7 Aug, 2017
Mayor Ben McAdams can generally be found wearing a suit as he governs Utah’s most populous county.
However, he broke that rule on March 24, when he left his office wearing jeans, sneakers, and a hoodie, and embarked on his new adventure as a homeless person.
He and an unnamed colleague left the comfort of their homes, their IDs, and their money behind. For three days and two nights, they immersed themselves with the city’s homeless population, spending one night in a shelter and one on the streets.
The experiment, according to McAdams, was aimed at “deepening” his understanding of the current homeless system before he was forced to make a decision on where to place the county’s third homeless resource center – a decision he knew would anger residents of whichever town he picked.
Although the adventure took place months ago, McAdams managed to keep it under wraps until he was recently approached by the Deseret News, saying he didn’t want it to seem like a “publicity stunt in the face of human suffering.”
In fact, residents of various towns within the county had already taken part in heated public meetings.
But McAdams felt something was “missing” from those meetings. Despite his wife being hesitant about the plan, the official claimed he needed to get a firsthand experience to really grasp “the complexity of the recommendation” he was due to give.
Drugs & violence
McAdams and the county employee spent the first night on a street outside Salt Lake City’s Rio Grande neighborhood in order to “understand why some people would choose not to go into shelter.”

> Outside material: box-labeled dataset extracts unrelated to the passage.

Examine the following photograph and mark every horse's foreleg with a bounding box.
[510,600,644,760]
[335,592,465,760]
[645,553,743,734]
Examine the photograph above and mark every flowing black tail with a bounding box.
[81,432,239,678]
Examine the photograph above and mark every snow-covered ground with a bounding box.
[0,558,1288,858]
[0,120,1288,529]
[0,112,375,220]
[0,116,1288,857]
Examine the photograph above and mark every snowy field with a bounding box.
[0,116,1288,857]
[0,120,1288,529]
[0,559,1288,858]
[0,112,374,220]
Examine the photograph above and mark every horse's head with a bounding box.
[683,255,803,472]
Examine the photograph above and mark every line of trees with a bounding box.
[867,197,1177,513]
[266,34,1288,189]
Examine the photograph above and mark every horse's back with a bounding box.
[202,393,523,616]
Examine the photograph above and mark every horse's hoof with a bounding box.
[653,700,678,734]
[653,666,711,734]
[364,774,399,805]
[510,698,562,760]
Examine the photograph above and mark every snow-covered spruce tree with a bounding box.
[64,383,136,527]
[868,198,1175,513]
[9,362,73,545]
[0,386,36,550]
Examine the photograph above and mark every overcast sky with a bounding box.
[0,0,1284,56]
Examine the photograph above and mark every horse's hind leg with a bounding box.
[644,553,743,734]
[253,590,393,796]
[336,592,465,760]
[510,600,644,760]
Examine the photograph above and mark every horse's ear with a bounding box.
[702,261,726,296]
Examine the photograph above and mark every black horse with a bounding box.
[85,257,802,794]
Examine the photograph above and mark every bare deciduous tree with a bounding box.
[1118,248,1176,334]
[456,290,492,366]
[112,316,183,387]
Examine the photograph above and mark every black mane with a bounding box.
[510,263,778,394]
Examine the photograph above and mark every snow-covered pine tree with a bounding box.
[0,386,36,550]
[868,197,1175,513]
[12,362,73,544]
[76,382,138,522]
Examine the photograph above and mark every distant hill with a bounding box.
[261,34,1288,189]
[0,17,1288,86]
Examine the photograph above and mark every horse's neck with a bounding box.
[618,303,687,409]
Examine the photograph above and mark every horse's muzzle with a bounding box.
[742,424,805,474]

“It was cold — below 40s,” McAdams recalled, adding that it was raining when he awoke. “You wonder why people would choose to do that, knowing that there were beds available in the shelter.”
However, the answer to that question became clearer on the second night, when the two checked into a homeless shelter known as Road Home, which was riddled with drugs and violence.
McAdams witnessed his bunkmate in the dorms injecting drugs into his arm, according to two unnamed people who spoke to the Deseret News. However, McAdams declined to comment on the incident.
“I don’t want to focus on my brief firsthand experience because I know there are people who see the same and worse every single day,” he said. “The things I saw in my very brief time were shocking and reaffirmed my commitment to take action now.”
He did, however, confirm that he saw evidence of drug use, including the presence of what he believes was the smell of smoke from drugs “all night long.”
The mayor also recalled an “altercation” breaking out between two men about 20 feet away from his bunk, with one dragging the other off his bed, his head hitting the concrete floor.
McAdams was also told not to take off his shoes, because they would be stolen if he did. He was also advised to use his bag as a pillow, to avoid his other belongings being taken.
“One person told me to be sure not to use the restroom at night because it wasn’t safe,” he said, adding that he assumed the comment was a reference to sexual violence.
“I didn’t feel safe,” he said. “It was a fairly chaotic environment.”
Remarking on the Rio Grande neighborhood itself, McAdams said that “drug dealing is at every corner.”
He also recalled meeting with a homeless family, including a nine-year-old child with autism.
“What psychological trauma is probably inflicted on a child who doesn’t know where he’s going to sleep or where his next meal is going to come from?” he asked, noting that “we’ve got to do better for these kids.”
McAdams said he ended the three-day experience knowing that “doing nothing is not an option, even if it’s the end of me politically.”
The mayor eventually decided to place the new homeless shelter in Salt Lake City, near the intersection of 3300 South and 1000 West. The new shelter, along with two others, will open in 2019.
The 1,062-bed Road House, where McAdams stayed, will close when the other three sites open.
The number of people using state- and federally-funded emergency shelters in the state of Utah jumped five percent from 2014-2016, according to a state report cited by The Salt Lake Tribune in February. Those numbers contradicted a federal report which showed a nine percent reduction in the homeless population during the same period.